L’Enlèvement au Sérail finit sa tournée par un voyage à Reims
Si la violence des passions de cette intrigue se cache pudiquement sous un voile de musique gracieuse et légère, la mise en scène tente ici de rendre son immédiateté par une transposition. Nous ne sommes plus dans l’Ispahan parfumé des Lettres Persanes, ni l’Alger sulfureux d’Angélique et le Sultan, mais à Vienne, en Autriche, dans les années 1930 avec l’atmosphère potentiellement étouffante et dangereuse d’un Cabaret sur arrière-fond de révolte politique, avec également des chorégraphies et danses joyeuses.
Ici, les Espagnols parlent espagnol (et allemand et italien), les Anglais parlent anglais (et allemand), et les Turcs parlent toutes les langues y compris la leur : un délice pour les spectateurs polyglottes, de constants "yo-yos" vers les sur-titres pour les autres et une grande complexité pour le jeune public, dans cette œuvre à moitié sans musique. Seul le Pasha parle français. Ces très rares moments dans la langue de Molière, récités de façon experte par le comédien Stéphane Mercoyrol, sont comme une petite récompense bien méritée. Dans ce Sprechrolle, rôle parlé, libéré des contraintes de la musique, Mercoyrol fait résonner toutes les langues comme si elles lui étaient maternelles, et à travers son souffle, par son corps qu'il maîtrise comme un acrobate de cirque, tout le drame paraît en lui profond et vrai, en contraste avec les artifices de la musique chantée qui l’entoure.
Katharine Dain, la vedette de la soirée dans le rôle de Konstanze, voluptueuse, vulnérable, expressive et radieuse dans sa robe rouge, chante presque toujours sur un ton bien frêle sur tout l’ambitus, sauf dans les notes suraiguës de son premier air, Ach ich liebte. Là, soudain, des diamants rebondissent dans la salle. La chanteuse n’est pourtant pas gâtée par la mise en scène, lorsqu'elle doit déployer son art les yeux bandés, enfermée dans une étroite cage alors que les "clients du cabaret" et leurs cigares remplissent la scène et la salle de nuages de fumée étouffant sa voix presque jusqu'au chuchotement. Son expression musicale est pourtant constamment remplie d’une émotion sincère et, même sur un fil de voix, les vocalises sont justes.

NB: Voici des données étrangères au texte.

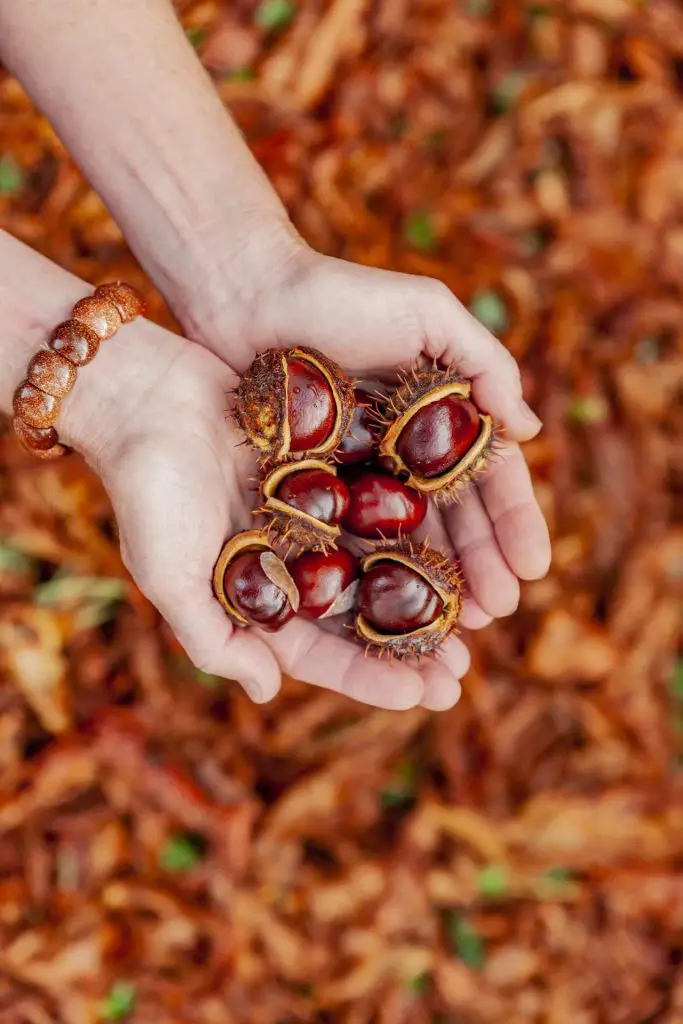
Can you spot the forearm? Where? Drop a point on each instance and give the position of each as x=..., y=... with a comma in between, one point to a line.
x=36, y=296
x=127, y=94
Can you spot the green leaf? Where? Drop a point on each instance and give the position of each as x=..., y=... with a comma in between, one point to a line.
x=241, y=75
x=181, y=853
x=419, y=231
x=466, y=942
x=120, y=1003
x=587, y=410
x=271, y=15
x=491, y=310
x=11, y=176
x=12, y=560
x=493, y=881
x=532, y=242
x=196, y=35
x=420, y=985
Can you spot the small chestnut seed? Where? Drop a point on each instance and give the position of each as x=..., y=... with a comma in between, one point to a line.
x=382, y=506
x=294, y=402
x=438, y=435
x=316, y=493
x=395, y=599
x=253, y=585
x=323, y=579
x=358, y=445
x=258, y=598
x=310, y=404
x=303, y=503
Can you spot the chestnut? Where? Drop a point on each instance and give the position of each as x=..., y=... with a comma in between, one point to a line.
x=358, y=444
x=409, y=600
x=434, y=434
x=438, y=435
x=327, y=582
x=304, y=502
x=253, y=585
x=294, y=402
x=383, y=507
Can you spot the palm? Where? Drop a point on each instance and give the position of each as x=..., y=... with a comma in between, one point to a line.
x=181, y=488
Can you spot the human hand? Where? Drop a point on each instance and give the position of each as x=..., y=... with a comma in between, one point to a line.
x=180, y=483
x=374, y=322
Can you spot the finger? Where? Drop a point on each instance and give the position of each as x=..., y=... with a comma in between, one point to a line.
x=472, y=615
x=216, y=646
x=461, y=340
x=311, y=655
x=517, y=520
x=491, y=582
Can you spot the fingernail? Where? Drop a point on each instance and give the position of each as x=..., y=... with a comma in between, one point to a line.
x=530, y=417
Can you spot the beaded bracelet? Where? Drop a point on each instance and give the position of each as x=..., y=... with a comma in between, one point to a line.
x=52, y=371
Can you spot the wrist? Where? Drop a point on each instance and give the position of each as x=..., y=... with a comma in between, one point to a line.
x=236, y=265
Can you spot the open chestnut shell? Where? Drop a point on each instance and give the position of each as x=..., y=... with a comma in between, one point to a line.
x=295, y=402
x=434, y=436
x=253, y=585
x=304, y=503
x=327, y=582
x=409, y=600
x=382, y=507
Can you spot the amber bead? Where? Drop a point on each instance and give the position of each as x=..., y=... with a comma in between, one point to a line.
x=51, y=373
x=76, y=342
x=129, y=304
x=35, y=438
x=99, y=314
x=36, y=408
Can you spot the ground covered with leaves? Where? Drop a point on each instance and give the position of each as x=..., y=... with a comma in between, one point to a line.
x=170, y=853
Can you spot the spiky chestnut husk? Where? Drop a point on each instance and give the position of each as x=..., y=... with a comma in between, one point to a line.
x=287, y=524
x=263, y=403
x=441, y=574
x=419, y=389
x=273, y=569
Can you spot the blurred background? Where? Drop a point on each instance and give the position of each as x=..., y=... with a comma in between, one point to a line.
x=171, y=853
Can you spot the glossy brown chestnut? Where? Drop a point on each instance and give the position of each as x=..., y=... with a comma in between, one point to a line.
x=409, y=600
x=325, y=582
x=394, y=599
x=253, y=585
x=310, y=407
x=294, y=402
x=316, y=493
x=434, y=436
x=358, y=445
x=303, y=503
x=382, y=506
x=253, y=594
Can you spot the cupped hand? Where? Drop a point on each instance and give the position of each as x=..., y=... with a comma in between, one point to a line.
x=376, y=322
x=180, y=483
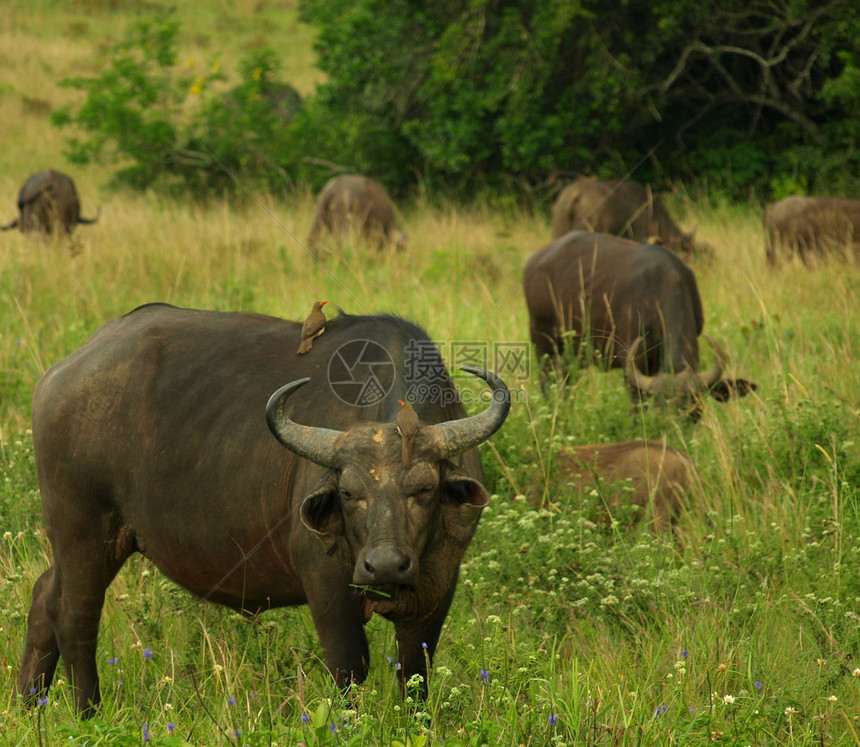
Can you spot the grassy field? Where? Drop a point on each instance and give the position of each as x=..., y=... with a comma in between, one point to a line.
x=563, y=630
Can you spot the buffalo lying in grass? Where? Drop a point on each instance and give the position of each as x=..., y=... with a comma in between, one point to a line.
x=48, y=201
x=650, y=476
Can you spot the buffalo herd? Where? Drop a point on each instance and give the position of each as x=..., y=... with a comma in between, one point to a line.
x=203, y=441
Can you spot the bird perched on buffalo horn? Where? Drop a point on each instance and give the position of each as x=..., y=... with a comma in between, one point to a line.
x=313, y=327
x=407, y=426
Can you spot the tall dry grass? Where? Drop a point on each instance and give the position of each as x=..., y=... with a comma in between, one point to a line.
x=566, y=620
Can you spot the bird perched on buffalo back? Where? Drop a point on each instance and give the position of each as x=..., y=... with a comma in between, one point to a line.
x=407, y=426
x=313, y=327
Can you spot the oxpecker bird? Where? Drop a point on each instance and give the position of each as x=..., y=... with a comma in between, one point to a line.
x=313, y=327
x=407, y=426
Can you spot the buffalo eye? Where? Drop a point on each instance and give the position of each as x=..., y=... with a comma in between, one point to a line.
x=423, y=495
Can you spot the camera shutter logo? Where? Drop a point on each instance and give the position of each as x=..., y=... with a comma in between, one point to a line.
x=361, y=373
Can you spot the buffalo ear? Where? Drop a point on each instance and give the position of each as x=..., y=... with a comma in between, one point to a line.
x=463, y=500
x=727, y=389
x=320, y=512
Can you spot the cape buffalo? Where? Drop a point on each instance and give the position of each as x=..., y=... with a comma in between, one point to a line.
x=810, y=226
x=357, y=203
x=658, y=476
x=621, y=208
x=48, y=199
x=612, y=293
x=153, y=438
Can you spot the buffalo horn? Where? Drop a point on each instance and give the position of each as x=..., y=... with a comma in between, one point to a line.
x=700, y=381
x=311, y=442
x=453, y=437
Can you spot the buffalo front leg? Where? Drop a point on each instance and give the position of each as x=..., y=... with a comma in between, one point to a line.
x=41, y=650
x=340, y=627
x=416, y=644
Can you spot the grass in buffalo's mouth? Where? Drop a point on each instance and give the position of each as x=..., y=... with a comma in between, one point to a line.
x=376, y=591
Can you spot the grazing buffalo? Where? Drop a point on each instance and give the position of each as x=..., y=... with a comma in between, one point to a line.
x=621, y=208
x=810, y=226
x=171, y=433
x=356, y=203
x=649, y=475
x=47, y=200
x=611, y=293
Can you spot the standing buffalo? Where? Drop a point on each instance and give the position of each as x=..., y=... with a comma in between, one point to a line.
x=357, y=203
x=153, y=438
x=612, y=293
x=48, y=199
x=621, y=208
x=810, y=226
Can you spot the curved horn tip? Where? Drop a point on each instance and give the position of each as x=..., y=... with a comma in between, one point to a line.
x=501, y=393
x=287, y=389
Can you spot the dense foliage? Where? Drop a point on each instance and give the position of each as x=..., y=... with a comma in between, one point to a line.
x=740, y=93
x=755, y=95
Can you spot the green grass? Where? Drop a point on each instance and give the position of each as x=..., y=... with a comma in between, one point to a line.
x=562, y=631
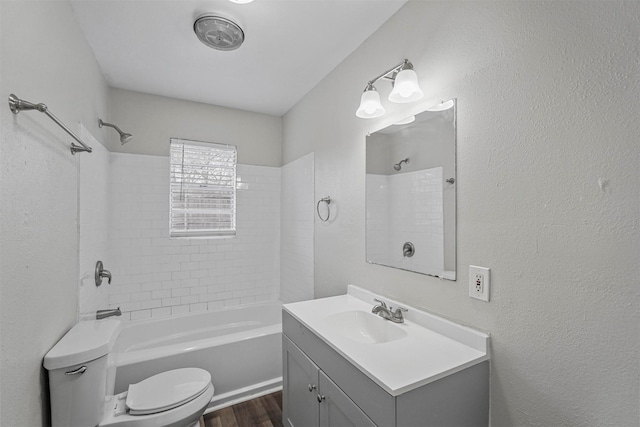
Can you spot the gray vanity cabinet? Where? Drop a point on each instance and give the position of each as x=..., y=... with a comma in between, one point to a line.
x=322, y=388
x=336, y=409
x=311, y=399
x=299, y=388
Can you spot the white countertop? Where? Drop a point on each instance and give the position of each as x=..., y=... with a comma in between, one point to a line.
x=432, y=349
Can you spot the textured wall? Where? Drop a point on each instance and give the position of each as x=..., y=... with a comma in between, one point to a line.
x=93, y=227
x=153, y=120
x=44, y=59
x=296, y=225
x=547, y=185
x=154, y=276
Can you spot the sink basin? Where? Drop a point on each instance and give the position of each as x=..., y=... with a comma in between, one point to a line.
x=363, y=327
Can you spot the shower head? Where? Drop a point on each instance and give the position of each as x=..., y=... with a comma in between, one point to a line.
x=398, y=165
x=124, y=137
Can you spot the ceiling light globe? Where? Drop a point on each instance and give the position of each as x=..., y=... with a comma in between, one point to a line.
x=370, y=105
x=405, y=87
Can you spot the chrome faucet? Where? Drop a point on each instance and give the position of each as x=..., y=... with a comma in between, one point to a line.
x=388, y=313
x=103, y=314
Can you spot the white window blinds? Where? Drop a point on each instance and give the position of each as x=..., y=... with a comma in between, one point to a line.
x=203, y=189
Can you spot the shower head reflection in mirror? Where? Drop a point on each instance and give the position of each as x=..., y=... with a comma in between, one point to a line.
x=407, y=197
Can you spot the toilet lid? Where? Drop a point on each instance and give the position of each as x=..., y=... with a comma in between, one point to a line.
x=166, y=390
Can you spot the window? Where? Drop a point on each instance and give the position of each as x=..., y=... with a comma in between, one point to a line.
x=203, y=189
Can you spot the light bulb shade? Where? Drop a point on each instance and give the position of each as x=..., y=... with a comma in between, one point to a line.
x=370, y=106
x=405, y=87
x=406, y=120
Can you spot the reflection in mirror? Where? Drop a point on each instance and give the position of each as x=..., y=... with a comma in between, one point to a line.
x=411, y=194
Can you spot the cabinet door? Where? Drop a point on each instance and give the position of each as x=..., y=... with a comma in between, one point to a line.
x=336, y=409
x=299, y=387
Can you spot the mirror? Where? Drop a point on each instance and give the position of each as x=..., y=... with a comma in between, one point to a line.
x=411, y=194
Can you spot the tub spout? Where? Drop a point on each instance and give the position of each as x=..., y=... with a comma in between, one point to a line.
x=103, y=314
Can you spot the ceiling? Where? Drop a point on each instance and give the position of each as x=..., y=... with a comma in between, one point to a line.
x=290, y=45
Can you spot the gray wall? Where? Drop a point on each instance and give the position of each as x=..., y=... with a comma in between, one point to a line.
x=547, y=185
x=153, y=120
x=44, y=59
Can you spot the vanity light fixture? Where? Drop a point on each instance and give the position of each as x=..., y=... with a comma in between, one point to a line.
x=406, y=121
x=405, y=89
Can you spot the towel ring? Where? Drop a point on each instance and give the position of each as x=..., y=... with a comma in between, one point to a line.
x=326, y=200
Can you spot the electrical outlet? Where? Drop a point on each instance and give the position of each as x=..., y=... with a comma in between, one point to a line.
x=479, y=282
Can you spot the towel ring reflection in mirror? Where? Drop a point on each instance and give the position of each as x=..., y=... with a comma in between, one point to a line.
x=326, y=200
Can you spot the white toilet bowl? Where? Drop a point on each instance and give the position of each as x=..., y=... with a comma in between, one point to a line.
x=81, y=380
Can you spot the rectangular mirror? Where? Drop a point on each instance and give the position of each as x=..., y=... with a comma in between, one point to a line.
x=411, y=194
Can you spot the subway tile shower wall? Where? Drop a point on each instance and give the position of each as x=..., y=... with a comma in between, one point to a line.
x=154, y=276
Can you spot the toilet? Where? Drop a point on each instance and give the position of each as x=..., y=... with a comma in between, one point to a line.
x=82, y=370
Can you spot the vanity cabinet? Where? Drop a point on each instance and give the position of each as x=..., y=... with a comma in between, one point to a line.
x=322, y=388
x=311, y=399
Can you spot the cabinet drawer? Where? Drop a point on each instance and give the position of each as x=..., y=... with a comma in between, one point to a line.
x=366, y=394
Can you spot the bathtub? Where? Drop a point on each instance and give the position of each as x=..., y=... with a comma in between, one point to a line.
x=240, y=346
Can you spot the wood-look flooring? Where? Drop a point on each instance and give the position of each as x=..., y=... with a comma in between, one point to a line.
x=264, y=411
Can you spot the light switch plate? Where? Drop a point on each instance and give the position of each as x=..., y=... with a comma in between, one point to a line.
x=479, y=282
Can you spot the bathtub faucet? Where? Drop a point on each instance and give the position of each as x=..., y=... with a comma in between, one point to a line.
x=103, y=314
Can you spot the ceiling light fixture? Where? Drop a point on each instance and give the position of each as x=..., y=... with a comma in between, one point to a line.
x=405, y=89
x=218, y=32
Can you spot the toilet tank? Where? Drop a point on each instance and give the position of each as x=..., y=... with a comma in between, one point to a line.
x=78, y=368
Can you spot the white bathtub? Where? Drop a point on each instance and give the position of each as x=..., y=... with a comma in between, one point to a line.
x=240, y=346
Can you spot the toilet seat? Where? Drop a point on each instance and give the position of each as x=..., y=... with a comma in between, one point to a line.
x=167, y=390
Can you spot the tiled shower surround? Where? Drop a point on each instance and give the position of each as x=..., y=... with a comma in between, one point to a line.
x=405, y=211
x=155, y=276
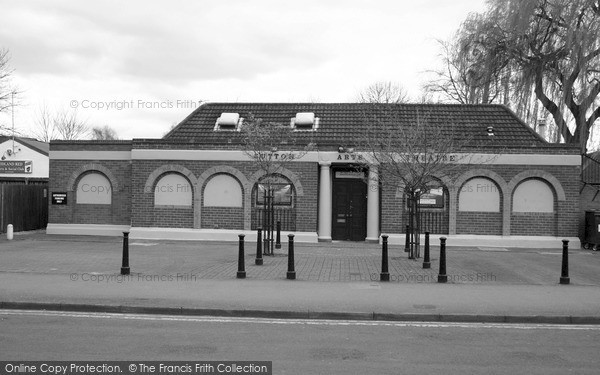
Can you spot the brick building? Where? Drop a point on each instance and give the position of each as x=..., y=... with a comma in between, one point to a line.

Elisa Cenni, électrique dans le rôle de Blonde, (ou Blondchen), énergique et confiante dans sa perruque bleue et mini-jupe, leste comme une ballerine en bottines aux talons hauts, commande l’énergie de toute la scène. Elle chante "Durch Zärtlichkeit und Schmeicheln" (Par tendresse et flatteries) en dansant avec les hanches, ce qui souligne joliment la musique. Elle appuie solidement sa voix, qui reste finement focalisée, au prix d’être un peu serrée dans les aigus.
Jeune ténor malgache, Blaise Rantoanina chante le rôle de Belmont d’une voix très légère, avec souplesse et douceur, sincérité et une grande expressivité musicale. Il lui manque encore le développement de tous les résonateurs pour un son plus projeté, plus appuyé, plus vibré. Dans le rôle de Pedrillo, César Arrieta appuie en revanche solidement la voix, claire et projetée dans tous les recoins de la salle, dans le chant comme dans le dialogue, en allemand, en italien comme en espagnol. Théâtralement délicieux, portant ses pantalons bouffants de Turc aussi bien que la robe étincelante de diva barbue pour son duo avec Blondchen, Nils Gustén n'est vocalement pas la basse profonde requise pour le rôle d'Osmin, les graves abyssaux manquant de menace.
La direction musicale de Roberto Forés Veses est remarquée pour ses gestes expressifs. Veses semble très attentif et sensible aux chanteurs, dans le style italien : les mains et le regard levés haut, il paraît diriger de mémoire, souplement, tout en menant des tempi énergiques, toujours vers l'avant. La fosse suit avec allégresse, notamment les soli enchanteurs du violon, du violoncelle et de la flûte.
Ce Sérail populaire se referme sur un rythme enlevé et un public ravi.